Greene County Fair gets a reprieve

By Susan Gibbs

After nearly five years on pins and needles and with one year left to go the Greene County Fair Association has renewed its lease on the site it has occupied on Route 230 in Stanardsville for going on two decades.

Due to life changes, the site’s leaseholder had decided not to renew, but had given the Association plenty of notice, ample time to find a new space. But no one stepped forward, the leaseholder had a change of heart, and the Fair will go on.

“We’ve renewed the lease for five years through 2019,” says Fair Association Vice-president Van Bowen. “At this time we are no longer looking for a new site, as we hope to continue renewing the current lease in five-year increments.”

The Fair is one of Greene County’s largest draws, attracting between 12,000 and 16,000 patrons each year – and one of its largest fundraisers.
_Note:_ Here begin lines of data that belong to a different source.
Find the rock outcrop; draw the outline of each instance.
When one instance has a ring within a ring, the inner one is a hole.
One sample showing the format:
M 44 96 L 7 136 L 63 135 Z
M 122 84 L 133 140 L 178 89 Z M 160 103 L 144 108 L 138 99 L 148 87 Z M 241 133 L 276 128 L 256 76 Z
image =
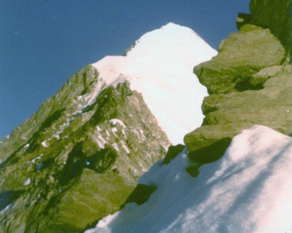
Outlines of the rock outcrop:
M 80 232 L 118 210 L 169 144 L 142 95 L 128 82 L 105 88 L 91 65 L 2 142 L 0 232 L 7 233 Z
M 202 104 L 202 126 L 184 137 L 194 162 L 218 160 L 234 136 L 254 125 L 292 133 L 292 65 L 287 59 L 292 43 L 284 40 L 292 32 L 285 27 L 291 1 L 268 4 L 272 1 L 252 1 L 249 18 L 239 15 L 250 23 L 242 23 L 238 33 L 222 41 L 217 56 L 194 69 L 210 94 Z M 278 23 L 285 25 L 280 32 Z
M 279 39 L 291 55 L 292 44 L 292 1 L 291 0 L 252 0 L 250 15 L 239 13 L 237 18 L 237 28 L 250 23 L 269 28 Z

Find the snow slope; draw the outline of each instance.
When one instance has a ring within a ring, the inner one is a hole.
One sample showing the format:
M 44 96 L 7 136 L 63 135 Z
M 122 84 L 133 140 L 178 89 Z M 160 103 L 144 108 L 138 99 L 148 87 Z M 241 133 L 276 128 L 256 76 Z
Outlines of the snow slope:
M 262 125 L 236 136 L 223 157 L 191 177 L 184 150 L 139 182 L 157 189 L 100 220 L 92 233 L 285 233 L 292 231 L 292 138 Z
M 92 65 L 107 85 L 128 80 L 177 144 L 203 119 L 201 106 L 207 91 L 193 68 L 217 54 L 189 28 L 169 23 L 144 35 L 126 56 L 108 56 Z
“We get tourists from in state and out of state,” says Fair Association Board Member Marie Durrer. “People who grew up here and then left come back to make a reunion out of it.” But those “reunions” aren’t just between people who have left and come back: “I see county people at the Fair that I haven’t seen all year long,” Durrer smiles.

Indeed.

Fairs are country traditions that have endured for 200 years – since a New England farmer organized the first in Pittsfield, Massachusetts in September 1811.  This first was more than just an exhibit of animals; it was a competition, with prizes given for the best of oxen, cattle, swine and sheep.

By 1819 most counties in New England had organized their own agricultural societies and the movement was spreading into the other states. Entertainment was becoming an important element of fairs, and boys and girls were being encouraged to exhibit entries. 4-H members would begin exhibiting in the early 20th century, and continue to do so today – despite the diminishing presence of traditional agriculture.
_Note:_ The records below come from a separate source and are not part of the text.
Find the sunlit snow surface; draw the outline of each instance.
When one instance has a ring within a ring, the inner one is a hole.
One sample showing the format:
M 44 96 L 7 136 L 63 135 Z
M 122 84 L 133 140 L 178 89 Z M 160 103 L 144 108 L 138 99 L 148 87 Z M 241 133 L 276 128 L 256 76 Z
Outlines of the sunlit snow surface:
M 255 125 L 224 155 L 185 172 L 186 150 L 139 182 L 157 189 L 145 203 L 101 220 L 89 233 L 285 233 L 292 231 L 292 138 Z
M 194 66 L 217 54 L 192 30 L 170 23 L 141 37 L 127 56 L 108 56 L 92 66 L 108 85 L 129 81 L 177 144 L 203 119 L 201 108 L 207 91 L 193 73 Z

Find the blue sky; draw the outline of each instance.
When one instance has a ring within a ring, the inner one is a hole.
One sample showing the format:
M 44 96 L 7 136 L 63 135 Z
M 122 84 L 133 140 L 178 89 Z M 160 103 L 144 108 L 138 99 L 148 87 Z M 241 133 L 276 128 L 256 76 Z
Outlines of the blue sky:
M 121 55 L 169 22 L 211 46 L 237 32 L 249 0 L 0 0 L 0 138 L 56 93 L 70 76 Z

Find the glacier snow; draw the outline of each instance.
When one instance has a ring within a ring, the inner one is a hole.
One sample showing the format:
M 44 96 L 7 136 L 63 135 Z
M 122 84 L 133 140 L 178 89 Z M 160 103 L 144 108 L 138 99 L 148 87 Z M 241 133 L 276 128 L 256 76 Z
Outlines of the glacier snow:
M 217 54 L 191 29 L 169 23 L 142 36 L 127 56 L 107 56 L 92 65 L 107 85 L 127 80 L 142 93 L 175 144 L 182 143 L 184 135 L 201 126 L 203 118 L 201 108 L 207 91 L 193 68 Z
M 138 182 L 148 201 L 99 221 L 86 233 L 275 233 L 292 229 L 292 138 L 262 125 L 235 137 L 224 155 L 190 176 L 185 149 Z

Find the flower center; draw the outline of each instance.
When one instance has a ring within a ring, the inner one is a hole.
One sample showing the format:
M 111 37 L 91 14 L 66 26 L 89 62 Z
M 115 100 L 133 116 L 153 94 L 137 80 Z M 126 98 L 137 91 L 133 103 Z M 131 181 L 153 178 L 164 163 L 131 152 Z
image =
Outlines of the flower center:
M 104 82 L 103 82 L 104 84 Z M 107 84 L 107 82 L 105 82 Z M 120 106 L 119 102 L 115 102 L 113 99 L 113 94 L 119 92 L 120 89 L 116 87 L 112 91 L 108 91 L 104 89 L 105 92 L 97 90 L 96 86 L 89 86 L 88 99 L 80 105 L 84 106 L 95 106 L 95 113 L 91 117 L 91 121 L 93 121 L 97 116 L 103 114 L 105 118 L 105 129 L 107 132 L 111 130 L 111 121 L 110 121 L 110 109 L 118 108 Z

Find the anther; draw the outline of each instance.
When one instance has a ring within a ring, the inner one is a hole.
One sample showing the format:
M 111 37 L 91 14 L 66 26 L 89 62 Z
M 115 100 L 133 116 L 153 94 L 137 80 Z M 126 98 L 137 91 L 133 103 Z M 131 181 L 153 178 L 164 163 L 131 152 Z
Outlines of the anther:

The core elements of those early fairs are still at the heart of the agricultural fair in North America – and in Greene County — today. Competition for the best agricultural and domestic products of the county provides an opportunity for the community to come together, to share and to learn.

Last year the fair here in Greene County hosted a carnival provided by Rosedale Attractions & Shows; nightly music by one band or another, including  the Bill Yates& Country Gentlemen Tribute Band, Country Poor Bluegrass Band, The Deanes Country Bluegrass Band, Mark Templeton & Pocket Change, MD Mallory & Charlottesville Grass, Mill Run Bluegrass Band, and The Virginia Ramblers.
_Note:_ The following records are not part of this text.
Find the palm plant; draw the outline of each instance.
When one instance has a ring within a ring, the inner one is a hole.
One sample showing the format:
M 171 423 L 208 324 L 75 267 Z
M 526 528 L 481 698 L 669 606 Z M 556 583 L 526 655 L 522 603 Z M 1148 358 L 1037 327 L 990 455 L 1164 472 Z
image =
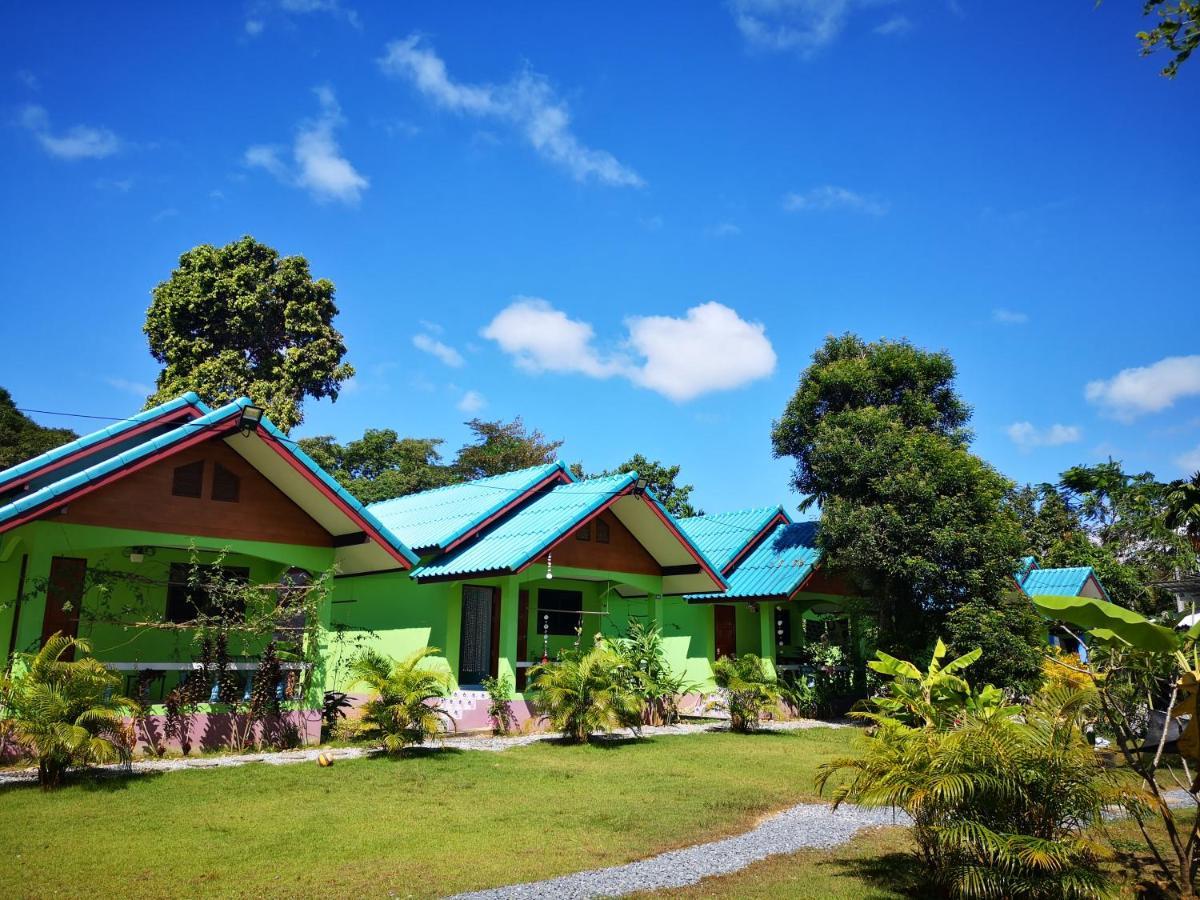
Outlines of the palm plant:
M 68 652 L 79 659 L 64 659 Z M 37 780 L 58 787 L 71 767 L 127 762 L 126 716 L 138 704 L 116 694 L 119 676 L 86 654 L 91 644 L 55 632 L 37 653 L 18 656 L 6 685 L 6 730 L 37 760 Z
M 817 784 L 844 779 L 834 806 L 907 812 L 925 871 L 955 896 L 1104 896 L 1108 852 L 1087 832 L 1106 804 L 1145 806 L 1086 740 L 1097 704 L 1093 690 L 1056 686 L 1021 715 L 967 697 L 938 724 L 870 714 L 877 727 L 859 738 L 862 755 L 823 764 Z
M 422 647 L 402 660 L 368 649 L 350 664 L 354 684 L 366 684 L 374 696 L 362 707 L 362 719 L 379 730 L 389 754 L 437 737 L 454 719 L 437 701 L 450 692 L 450 676 L 422 666 L 440 650 Z
M 752 653 L 716 660 L 713 679 L 724 692 L 722 702 L 730 714 L 731 731 L 754 731 L 763 713 L 782 700 L 779 684 L 767 674 L 762 660 Z
M 598 731 L 641 726 L 642 697 L 632 686 L 638 673 L 604 644 L 534 666 L 529 676 L 539 706 L 564 740 L 583 743 Z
The Little Roy Lewis & Lizzy Show performed, along with Greene County’s own Hi-Horse Cloggers.

Staples Safari – featuring animals that, for one reason or another “are not able to be returned to the wild,” according to Bowman – was there with an exotic animal show and a petting zoo. Walking horses performed and cattle, sheep, swine, rabbits and poultry were exhibited.

The exhibition building was filled with arts, crafts, produce, canned goods, and educational displays.

There were livestock, silent and other auctions, horseshoe contests, pie-eating contests, corn and water balloon tosses, sack races, three-legged races, pedal tractor contests, hula hoop contests, an obstacle course to be maneuvered, and more.

The Fair was the site of an antique tractor show and a car show, and Virginia Cooperative Extension hosted a Local Agriculture Night, a Families & Consumer Services Night, and a Master Gardener Night.

There was a reception for livestock buyers, a pet club hospitality tent, and a kids’ tent.

And of course there was food – lots of it, all from “local vendors,” says Durrer. “We want our local people to make the money.”

As a result, the Fair is a – if not the — major source of income for many local organizations, such as the local volunteer fire departments, and emergency services, as well as churches.

“The Fair needs the support of the community,” says Durrer, “not just so it can keep going, but because it is such an important fundraiser for local organizations.”